Choosing the Right Framework for Your Needs

Consider your specific requirements: When deciding between Playwright, Puppeteer, and Selenium, evaluate factors such as browser compatibility, language support, automation capabilities, community support, and your familiarity with the programming language.
Scalability and future-proofing: Consider the scalability of your scraping project and the potential need for cross-browser compatibility or integration with other tools. Playwright's cross-browser capabilities make it a compelling choice for long-term flexibility.
Project complexity and learning curve: Puppeteer's simplicity and focused approach may be preferable for straightforward scraping tasks, while Selenium's extensive ecosystem and documentation make it a solid choice for more complex scenarios.

Here we have compared Playwright, Puppeteer, and Selenium, highlighting their key features, strengths, and considerations. By understanding the nuances of each framework, you can make an informed decision that aligns with your web scraping objectives.

Comparison of performance

As mentioned in the previous section, it is challenging to compare every scenario due to the significant differences in programming languages and supported browsers.

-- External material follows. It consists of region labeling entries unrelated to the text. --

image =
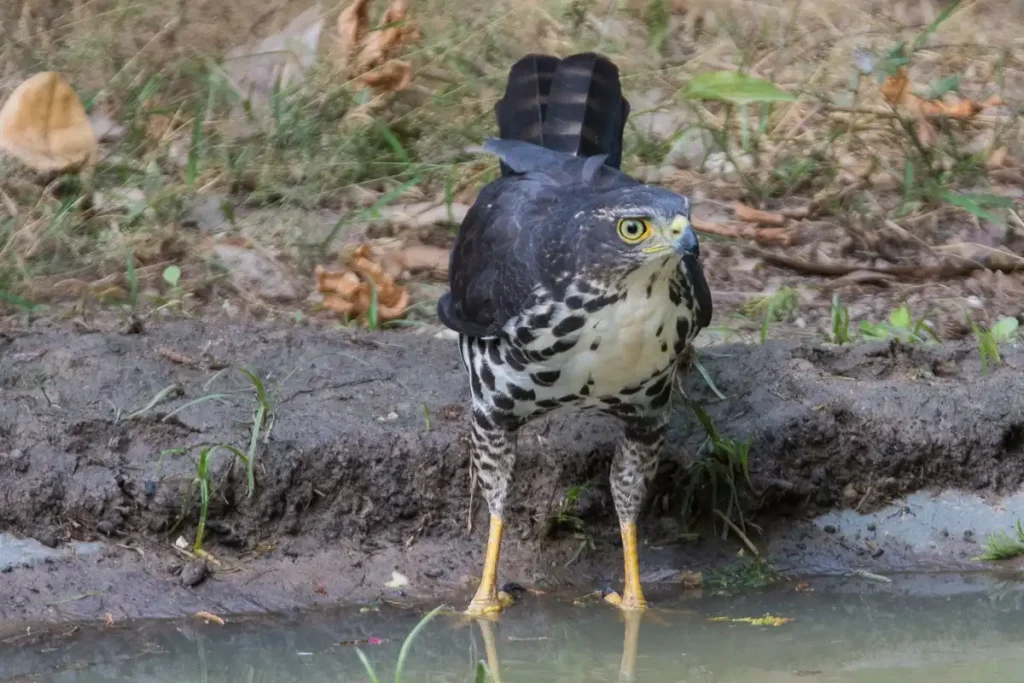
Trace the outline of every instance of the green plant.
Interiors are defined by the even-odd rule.
[[[431,609],[429,612],[426,613],[426,615],[423,618],[419,621],[419,623],[415,627],[413,627],[413,630],[409,632],[409,635],[406,636],[406,640],[401,643],[401,649],[398,650],[398,661],[395,664],[394,667],[395,683],[401,683],[401,672],[406,668],[406,658],[409,656],[409,650],[413,646],[413,641],[416,639],[416,636],[418,636],[420,632],[423,631],[424,627],[427,626],[427,623],[430,622],[430,620],[432,620],[434,616],[436,616],[437,612],[439,612],[441,609],[443,609],[443,606],[438,606]],[[374,669],[374,666],[370,663],[370,658],[367,657],[366,653],[364,653],[364,651],[358,647],[355,648],[355,653],[359,655],[359,661],[362,663],[364,669],[367,670],[367,676],[370,677],[372,683],[380,683],[380,679],[377,677],[377,671]],[[476,673],[477,673],[477,680],[479,680],[479,667],[477,667]]]
[[[985,552],[975,557],[975,560],[985,562],[995,562],[998,560],[1009,560],[1019,555],[1024,555],[1024,527],[1021,520],[1017,520],[1015,526],[1017,538],[1011,537],[1006,531],[996,531],[988,537],[985,544]]]
[[[913,319],[910,308],[903,304],[896,310],[889,313],[887,323],[860,322],[860,334],[867,339],[885,340],[895,339],[904,343],[925,343],[931,339],[939,341],[938,334],[928,325],[928,311],[918,319]]]
[[[746,524],[739,498],[741,485],[753,488],[751,482],[750,454],[752,438],[744,441],[722,436],[703,408],[693,400],[686,400],[696,416],[707,437],[697,452],[697,459],[690,465],[689,481],[683,494],[684,516],[692,513],[697,492],[708,488],[711,493],[711,509],[725,522],[722,538],[728,538],[730,529],[757,555],[757,548],[746,538]],[[725,510],[719,507],[719,490],[725,488]],[[735,520],[735,521],[734,521]]]
[[[800,295],[791,287],[779,287],[771,296],[753,299],[743,304],[740,312],[744,315],[761,313],[761,343],[768,340],[768,327],[775,322],[784,321],[800,305]]]
[[[839,300],[839,295],[833,295],[831,301],[831,334],[828,341],[833,344],[849,344],[850,338],[850,309]]]
[[[975,339],[978,340],[978,355],[981,357],[981,372],[988,375],[989,364],[992,366],[1002,365],[1002,357],[999,354],[999,344],[1006,344],[1017,336],[1017,329],[1020,323],[1016,317],[1005,316],[995,322],[988,330],[985,330],[971,321],[971,330]]]
[[[200,497],[200,509],[199,509],[199,523],[196,527],[196,540],[193,542],[193,551],[197,554],[203,553],[203,540],[206,536],[206,523],[210,515],[210,498],[213,493],[213,484],[210,479],[210,459],[213,454],[216,453],[217,449],[223,449],[230,453],[232,456],[238,458],[243,464],[248,468],[249,459],[246,458],[245,454],[233,445],[227,443],[216,443],[216,444],[205,444],[194,446],[199,449],[199,458],[193,458],[189,453],[190,449],[168,449],[161,453],[160,461],[157,463],[157,469],[159,471],[160,464],[163,462],[163,458],[168,455],[186,455],[193,461],[193,465],[196,467],[196,477],[193,479],[193,483],[199,488]],[[225,473],[226,476],[226,473]],[[187,508],[187,503],[184,506]],[[182,518],[186,514],[187,510],[182,512]]]
[[[579,514],[580,497],[589,487],[590,482],[569,486],[562,500],[555,507],[555,511],[548,517],[547,532],[549,535],[559,530],[567,530],[580,542],[580,546],[565,562],[565,566],[574,562],[584,550],[594,550],[595,548],[594,537],[587,527],[587,522]]]

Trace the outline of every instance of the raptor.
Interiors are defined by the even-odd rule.
[[[621,170],[630,115],[618,69],[593,52],[529,54],[495,106],[500,160],[462,221],[437,312],[469,376],[472,462],[490,515],[466,610],[499,612],[498,564],[515,436],[556,409],[617,420],[611,494],[620,606],[643,610],[637,517],[660,458],[680,354],[710,325],[690,204]]]

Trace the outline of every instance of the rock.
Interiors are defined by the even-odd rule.
[[[201,195],[185,209],[181,224],[198,227],[203,232],[216,232],[229,226],[224,215],[224,198],[220,195]]]
[[[715,152],[715,136],[707,128],[687,128],[679,136],[665,158],[666,164],[676,168],[700,168],[710,154]]]
[[[202,557],[197,557],[181,567],[179,580],[185,588],[194,588],[202,584],[209,573],[210,567],[207,565],[206,560]]]
[[[214,255],[227,268],[231,284],[241,292],[270,301],[294,301],[298,290],[276,261],[252,249],[216,245]]]

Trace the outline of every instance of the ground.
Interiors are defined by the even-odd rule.
[[[384,3],[371,4],[376,23]],[[1005,343],[1004,362],[983,369],[977,346],[1022,312],[1024,10],[713,4],[538,0],[473,13],[422,0],[410,9],[419,38],[391,55],[415,72],[398,92],[359,88],[338,57],[333,7],[304,80],[256,102],[254,121],[229,83],[245,60],[225,55],[278,35],[306,3],[0,8],[0,99],[57,70],[101,133],[98,163],[79,175],[0,157],[0,528],[40,542],[8,553],[37,559],[7,567],[17,590],[0,593],[0,616],[468,594],[484,512],[479,497],[470,506],[465,382],[433,306],[459,217],[497,167],[464,147],[494,132],[493,103],[524,46],[600,49],[620,63],[633,102],[625,169],[689,195],[702,232],[715,321],[699,359],[728,399],[694,371],[688,395],[725,439],[722,462],[736,464],[752,438],[754,493],[731,466],[693,469],[706,432],[680,405],[644,527],[648,578],[732,561],[739,541],[713,540],[714,507],[760,525],[744,528],[782,568],[970,564],[972,529],[925,560],[903,541],[879,542],[877,555],[879,543],[810,518],[1020,483],[1020,355]],[[886,99],[880,83],[904,56],[911,89],[941,94],[926,104],[944,102],[944,116]],[[799,96],[686,96],[694,77],[738,68]],[[965,100],[980,111],[950,114]],[[315,267],[344,270],[364,244],[408,290],[396,319],[349,319],[318,291]],[[908,325],[878,327],[904,304]],[[907,340],[919,321],[914,343],[878,341]],[[932,333],[941,346],[918,343]],[[268,394],[255,439],[259,401],[240,368]],[[225,395],[181,408],[211,392]],[[602,488],[612,434],[569,416],[531,427],[504,579],[617,585]],[[196,535],[201,449],[164,452],[202,443],[255,454],[254,485],[249,498],[230,451],[209,455],[204,548],[220,565],[184,587],[189,557],[172,545]],[[712,500],[699,472],[732,480],[738,503]],[[699,543],[680,541],[690,525]],[[384,587],[393,570],[410,586]]]
[[[471,494],[452,341],[195,321],[40,324],[0,339],[0,523],[39,541],[28,552],[0,546],[13,589],[0,600],[4,620],[468,597],[486,510]],[[978,568],[971,557],[984,539],[964,535],[980,527],[951,526],[941,548],[923,550],[886,530],[900,515],[885,506],[914,492],[1017,489],[1024,403],[1014,387],[1024,356],[1008,347],[1002,357],[986,375],[971,344],[707,349],[700,361],[728,398],[696,371],[683,386],[721,434],[751,439],[751,486],[735,486],[742,515],[727,507],[724,479],[717,503],[707,485],[687,502],[706,433],[680,405],[641,527],[646,581],[678,585],[682,571],[711,577],[734,564],[745,544],[735,533],[716,540],[713,504],[745,525],[773,572]],[[243,368],[261,379],[268,410],[252,449],[260,402]],[[613,434],[606,421],[572,414],[525,431],[503,581],[580,595],[617,586],[606,485]],[[250,498],[245,464],[226,447],[210,456],[204,549],[217,564],[185,586],[196,580],[182,575],[194,570],[204,444],[253,457],[254,489]],[[837,522],[813,521],[833,510],[877,513],[882,530],[837,535]],[[392,571],[409,584],[389,588]]]

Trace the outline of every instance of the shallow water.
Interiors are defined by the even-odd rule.
[[[659,594],[632,624],[601,603],[550,597],[524,598],[497,625],[440,614],[413,642],[402,680],[472,681],[479,660],[489,660],[504,683],[631,676],[686,683],[1024,678],[1024,586],[1018,583],[910,577],[811,589]],[[381,605],[231,618],[224,626],[199,620],[68,626],[58,635],[8,638],[0,645],[0,681],[369,681],[356,647],[380,680],[390,681],[401,642],[425,611]],[[778,627],[710,621],[765,613],[792,621]]]

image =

The only combination that can be directly compared is when using JavaScript to automate Chromium. This is the only combination supported by all three tools.

Providing a detailed comparison is beyond the scope of this article. However, you can find more information about the performance of Puppeteer, Selenium, and Playwright in the linked article. The main takeaway is that Puppeteer is the fastest, followed by Playwright. It's worth noting that in some scenarios, Playwright has shown better performance. Selenium is the slowest among the three options.

It's important to remember that Playwright offers additional advantages, such as multi-browser support and compatibility with multiple programming languages.

If you prioritize fast cross-browser web automation or if you are unfamiliar with JavaScript, Playwright becomes the only viable choice for you.

Conclusion

This article delved into the capabilities of Playwright as a web testing tool that is also well-suited for web scraping dynamic websites. With its asynchronous nature and cross-browser support, Playwright has emerged as a popular alternative to other tools. The article provided code examples in both Node.js and Python to showcase Playwright's versatility.

Playwright offers a range of functionalities, including navigating to URLs, entering text, clicking buttons, and extracting text. What sets it apart is its ability to extract dynamically rendered text. While other tools like Puppeteer and Selenium can perform similar tasks, Playwright shines when it comes to working with multiple browsers or languages other than JavaScript/Node.js. If you require such capabilities, Playwright is an excellent choice.